Sure, at some point these coping mechanisms might turn into avoidance behaviors. That’s definitely how I’d describe my “Vampire Diaries” intake. If you start noticing that you’re laying in bed for most of the day, focused on your preferred means of relaxation, you might want to consider pulling back a bit and only using it as a reward for doing a homework assignment. It can be really difficult to stop relaxing and start to do something required and less exciting, but if you’re trying to bury your stress with relaxation, you’ll actually feel much better being productive. That’s something I learned in UNIC 117: Investigating Academic Success: Cognitive and Affective Theories in Practice; you may want to check the class out. 

I really do want to emphasize, though, that it’s 100 percent ok to take breaks from your work. Please, don’t shame yourselves for that. Just be mindful of your intake and the potential for avoidance behaviors to arise. 

In case you need to hear it, you can do whatever you want to do with your days, and not every day is going to be super perfect. You could spend most of Monday like me, watching TV, but just remember that on Tuesday and Wednesday, you might have a lot more homework on your plate. If you can accept that, then don’t regret Monday. Be proud that you were able to step back from academia for a bit and remember that you’re not going to automatically fail because you took a day off. Your version of your time at Lawrence is not going to be the same as anyone else’s — so stop comparing your work ethic to someone else’s (and also, how do you know what they are doing in a day? You might see them in one place being productive, but they could also go back to their room and never pick up a book!).  
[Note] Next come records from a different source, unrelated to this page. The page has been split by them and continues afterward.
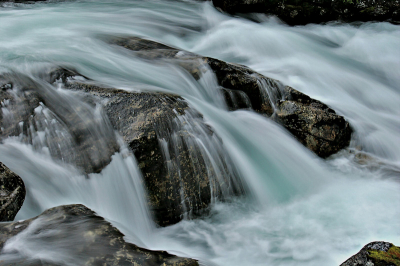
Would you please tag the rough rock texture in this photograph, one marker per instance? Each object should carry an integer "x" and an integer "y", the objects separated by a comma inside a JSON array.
[
  {"x": 179, "y": 180},
  {"x": 74, "y": 134},
  {"x": 375, "y": 254},
  {"x": 12, "y": 193},
  {"x": 77, "y": 235},
  {"x": 300, "y": 12},
  {"x": 313, "y": 123}
]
However you’re feeling in these last couple weeks of our pandemic anniversary term, know that you are valid — and I personally suggest confiding in a journal, friend, loved one, counselor, academic counselor or faculty member. These times are tough, and just because others might have forgotten that things are not normal now, we are still in a pandemic. Take care of yourselves, and don’t shame yourselves for taking a break every once in a while.